Cloudflare recently announced a fantastic new tool – Turnstile. It’s an alternative to the CAPTCHA forms that are used on the vast majority websites to deter spam. This new tool achieves the same goal of protecting you from spam, but without the frustrating puzzle-solving, image identification and hijacking your data to send to Google. Here’s how to integrate Cloudflare’s turnstile onto your WordPress site in 10 minutes.
Step 1: Log in to Cloudflare and Generate a Domain Key
Unlike other Cloudflare services, you don’t need to integrate your site with Cloudflare to use Turnstile. However, you do need to create a Cloudflare account which you can do here. Now log into your dashboard and select “Turnstile” on the right-hand side as shown below. This is an account-wide feature, so don’t choose any specific site:
Add Site to Cloudflare for Turnstile Integration
For this test, I’m using the test NameHero domain. So under “Domain”, either choose a site you’ve already added to Cloudflare or create a new one. Under “Widget Type”, select “Non-interactive”. You can also choose to hide the Turnstile entirely if you want.
After this, Cloudflare will assign a “Site Key” and a “Secret Key” as shown here:
Cloudflare Turnstile Site Key and Secret Key
Keep both of these keys in a safe location.
Step 2: Download the Simple Cloudflare Turnstile Plugin
This is a “set it and forget it” plugin.

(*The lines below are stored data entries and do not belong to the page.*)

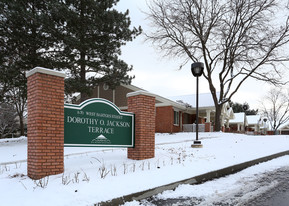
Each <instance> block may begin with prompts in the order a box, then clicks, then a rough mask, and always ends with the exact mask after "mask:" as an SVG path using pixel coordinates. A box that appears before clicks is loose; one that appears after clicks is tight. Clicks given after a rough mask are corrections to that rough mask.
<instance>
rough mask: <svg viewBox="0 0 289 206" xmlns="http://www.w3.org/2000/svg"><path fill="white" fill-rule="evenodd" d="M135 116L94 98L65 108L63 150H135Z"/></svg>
mask: <svg viewBox="0 0 289 206" xmlns="http://www.w3.org/2000/svg"><path fill="white" fill-rule="evenodd" d="M134 127H135V125H134V114H133V113H129V112H123V111H120V110H119V108H118V107H117V106H115V105H114V104H113V103H112V102H110V101H108V100H105V99H99V98H93V99H88V100H86V101H84V102H82V103H81V104H79V105H73V104H65V105H64V146H66V147H134V133H135V131H134Z"/></svg>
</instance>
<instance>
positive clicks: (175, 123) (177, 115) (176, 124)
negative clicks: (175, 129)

Compared to other add-ons like WS Forms, the Simple Cloudflare Turnstile has a basic configuration, is braindead, and is easy to use. Download and install the plugin and in the configuration screen, enter your Site Key and Secret Key as shown here:
Enter the Site and Secret Key into the WordPress Plugin
You can choose to disable your form’s “Submit” button until the challenge is solved and choose the theme of the Turnstile. Further down, select the WordPress forms to which you want to apply the Cloudflare Turnstile. You can start with the comment form as shown here:
Testing the Cloudflare Turnstile Form
Navigate to a form on which you’ve enabled the Cloudflare Turnstile widget. You should see something like this:
Why Turnstile is Better than CAPTCHA
The most obvious way that Turnstile is superior to CAPTCHA is that it doesn’t require user interaction. Unlike CAPTCHA, you don’t have to solve a puzzle or click images. It’s easier and more seamless for your users.
The other benefit, however, is that it’s a massive improvement in privacy. CAPTCHA sends your data to Google and users with a Google cookie receive a higher value than those who don’t. Google swears up and down that they don’t use the data they collect for ad targeting. But is it believable? I don’t think so. On the other hand, Cloudflare Turnstile doesn’t send your data to Cloudflare in the first place. And because of this, it’s more privacy friendly than Google’s CAPTCHA.
Turnstile is mature enough for production use, and I recommend everyone who uses a CAPTCHA to use Turnstile instead.